Verklebte Fleischprodukte: ein Risiko oder eine sichere Technologie für die Gesundheit?

Das Lebensmittelangebot in Supermärkten kann verwirrend sein: bunte Etiketten, leckere Namen, Produkte aus der Kindheit. Doch unter der ansprechenden Verpackung verbirgt sich manchmal eine unerwartete Zutat – insbesondere der sogenannte „Fleischkleber“.

Es handelt sich um einen Lebensmittelzusatzstoff namens Transglutaminase, ein Enzym, das in der Lebensmittelindustrie weit verbreitet ist. Es kann Proteine ​​binden und wird daher oft verwendet, um aus verschiedenen Fleisch- oder Fischstücken ein „ganzes“ Produkt herzustellen.

Transglutaminase ist eine natürliche Substanz, die in Menschen, Tieren und sogar Pflanzen vorkommt. Im menschlichen Körper ist sie an wichtigen physiologischen Prozessen beteiligt: ​​Sie unterstützt die Geweberegeneration, stärkt Haut und Haare und ist außerdem für die Blutgerinnung verantwortlich.

In der Lebensmittelproduktion wird das Enzym für einen völlig anderen Zweck eingesetzt – als Stabilisator und Bindemittel.
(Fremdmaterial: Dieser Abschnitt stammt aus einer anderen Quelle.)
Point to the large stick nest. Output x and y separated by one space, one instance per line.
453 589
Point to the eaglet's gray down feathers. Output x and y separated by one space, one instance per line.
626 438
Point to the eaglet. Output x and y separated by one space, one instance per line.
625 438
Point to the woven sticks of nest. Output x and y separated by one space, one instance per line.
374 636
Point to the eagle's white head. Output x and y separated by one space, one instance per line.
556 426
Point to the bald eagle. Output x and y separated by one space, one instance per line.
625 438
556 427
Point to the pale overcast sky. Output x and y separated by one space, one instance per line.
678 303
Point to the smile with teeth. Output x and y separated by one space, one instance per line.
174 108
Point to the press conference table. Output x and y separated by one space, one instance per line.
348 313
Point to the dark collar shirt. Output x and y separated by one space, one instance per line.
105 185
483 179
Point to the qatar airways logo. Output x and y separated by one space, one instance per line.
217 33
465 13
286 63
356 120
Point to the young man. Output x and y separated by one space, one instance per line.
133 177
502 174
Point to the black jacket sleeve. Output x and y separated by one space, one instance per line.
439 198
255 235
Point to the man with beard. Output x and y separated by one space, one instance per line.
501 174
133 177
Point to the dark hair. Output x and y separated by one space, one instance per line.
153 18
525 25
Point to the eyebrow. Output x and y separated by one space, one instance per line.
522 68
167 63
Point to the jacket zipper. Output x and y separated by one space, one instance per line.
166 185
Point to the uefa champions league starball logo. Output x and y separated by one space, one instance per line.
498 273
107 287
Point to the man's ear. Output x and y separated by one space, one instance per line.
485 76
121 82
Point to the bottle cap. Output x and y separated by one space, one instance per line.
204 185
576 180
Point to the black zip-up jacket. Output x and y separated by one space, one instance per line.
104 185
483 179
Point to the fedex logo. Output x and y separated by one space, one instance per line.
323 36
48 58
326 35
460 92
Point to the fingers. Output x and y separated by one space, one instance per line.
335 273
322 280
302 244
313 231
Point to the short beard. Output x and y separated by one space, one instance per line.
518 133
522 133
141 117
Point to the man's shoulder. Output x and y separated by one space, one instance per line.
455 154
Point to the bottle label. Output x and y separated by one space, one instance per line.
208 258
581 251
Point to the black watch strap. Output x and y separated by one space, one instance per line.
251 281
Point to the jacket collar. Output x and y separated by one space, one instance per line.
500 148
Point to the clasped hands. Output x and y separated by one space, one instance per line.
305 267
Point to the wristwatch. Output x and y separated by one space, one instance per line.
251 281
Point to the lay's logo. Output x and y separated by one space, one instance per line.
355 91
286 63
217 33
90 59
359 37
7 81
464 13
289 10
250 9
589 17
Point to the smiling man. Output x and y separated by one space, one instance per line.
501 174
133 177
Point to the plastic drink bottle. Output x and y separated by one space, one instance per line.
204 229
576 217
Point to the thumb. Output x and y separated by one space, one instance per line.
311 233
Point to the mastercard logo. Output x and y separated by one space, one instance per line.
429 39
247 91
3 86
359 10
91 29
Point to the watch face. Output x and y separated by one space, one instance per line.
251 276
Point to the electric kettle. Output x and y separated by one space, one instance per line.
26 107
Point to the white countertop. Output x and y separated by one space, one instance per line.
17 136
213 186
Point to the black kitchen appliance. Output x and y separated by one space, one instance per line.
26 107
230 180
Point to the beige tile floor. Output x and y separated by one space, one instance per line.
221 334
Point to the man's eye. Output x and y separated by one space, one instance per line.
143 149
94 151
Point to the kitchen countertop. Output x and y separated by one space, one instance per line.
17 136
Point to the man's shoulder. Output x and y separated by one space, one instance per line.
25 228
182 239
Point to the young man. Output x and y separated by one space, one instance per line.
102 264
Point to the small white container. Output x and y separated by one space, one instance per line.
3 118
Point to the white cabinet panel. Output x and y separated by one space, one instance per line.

Seine Fähigkeit, Proteinmoleküle zu vernetzen, ermöglicht es, Produkten eine einheitliche und ansprechende Form zu verleihen.

Transglutaminase wird am häufigsten folgenden Stoffen zugesetzt:

  • Fleischprodukte: Schinken, Wurst, Hotdogs, Halbfertigprodukte;

  • Fischprodukte: Stäbchen, Koteletts, Filetstücke;

  • Milchprodukte: Käse, Joghurt;

  • Nudeln, Pasten, Soßen;

  • Glutenfreies Backen als Alternative zu Gluten.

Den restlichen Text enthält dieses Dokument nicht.